Aynı zamanda metot Merkür kadar küçük veya Satürn’ün Güneş’e olan uzaklığı kadar kendi yıldızından uzak dış gezegenleri bile tespit edebilir. Kepler teleskopunun aktarma tespit metodu kendi yıldızlarına yakın yörüngede dönen gezegenleri tespit ederken mikrolensleme yönteminin böyle bir kısıtlaması yoktur.

Sonuç olarak astronomlar, 40 mikrolensleme olayı tespit ettiğinde ve bunlardan 3’ünün dış gezegen olduğunu bildirdiğinde, bizim galaksimizdeki dış gezegene sahip yıldızların sayısını tahmin etmek için istatistiksel analiz yapabildiler.
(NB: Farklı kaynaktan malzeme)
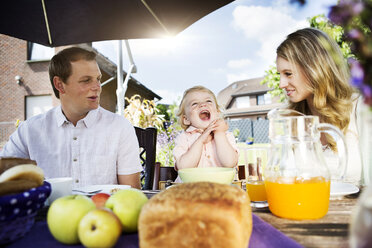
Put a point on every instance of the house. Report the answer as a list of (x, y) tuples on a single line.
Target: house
[(25, 88), (246, 104), (247, 99)]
PLANET ekibi bu analizden yola çıkarak bizim galaksimizdeki yıldızların çevresinde 100 milyar dış gezegenin yer aldığına dair kaba bir tahminde bulundu. Ek olarak, 6 yıldızdan birinin Jüpiter ile aynı kütlede bir dış gezegene ev sahipliği yaptığını, yıldızların yarısının Neptün büyüklüğünde dış gezegene ve 3’te 2’sinin ise Dünya büyüklüğünde gezegene sahip olduğunu öngördüler.

Enteresan şekilde bu sonuçlar Güneş Sistemi’nden 50 ışık yılı uzaklıkta en az 1500 dış gezegen olduğunu söylüyor.

Kepler bilim takımının ortaya çıkardığı, galaksimizde küçük gezegenlerin baskın olduğu fikrini PLANET işbirliği de destekliyor.

STScl astronomu ve PLANET’in eş kurucusu Kailash Sahu şöyle diyor: “Bunun anlamı, istatistiksel olarak galaksideki her yıldız en az bir veya daha fazla gezegene sahip olmak zorunda.”

NASA Dış Gezegen Bilimleri Enstitüsü’nden Stephen Kane “3 temel gezegen tespiti tekniğinin sonuçları (radyal hız, aktarma ve mikrolensleme teknikleri) gösteriyor ki; sadece galaksideki gezegenlerin sayısı fazla değil, aynı zamanda küçük gezegenlerin sayısı da büyük gezegenlere kıyasla daha fazla. Bu yaşanabilir gezegenleri araştırmak için bizi cesaretlendirmekte.” diyor.

Tabi ki, bu istatistiksel analiz sadece bir tahmin ve Samanyolu boyunca yabancı dünyaların gerçek dağılımı ile ilgili çok zayıf bir bilgi birikimine dayanmakta. Bu sayı oldukça farklı da olabilir. Fakat yapmamız gereken daha fazla dış gezegen keşfetmek ve kendi güneş sistemimizin tek olmadığının daha fazla farkında olmak.

Fakat Dünya benzersiz mi? Maalesef bu farklı dünyaların atmosferini tam olarak anlayamayız ve herhangi birinin gerçek anlamda “Dünya analoğu” olduğunu doğrulayamayız. Fakat yeterince zaman sabır ve bilimsel beceri ile cevap çok uzak olmayabilir.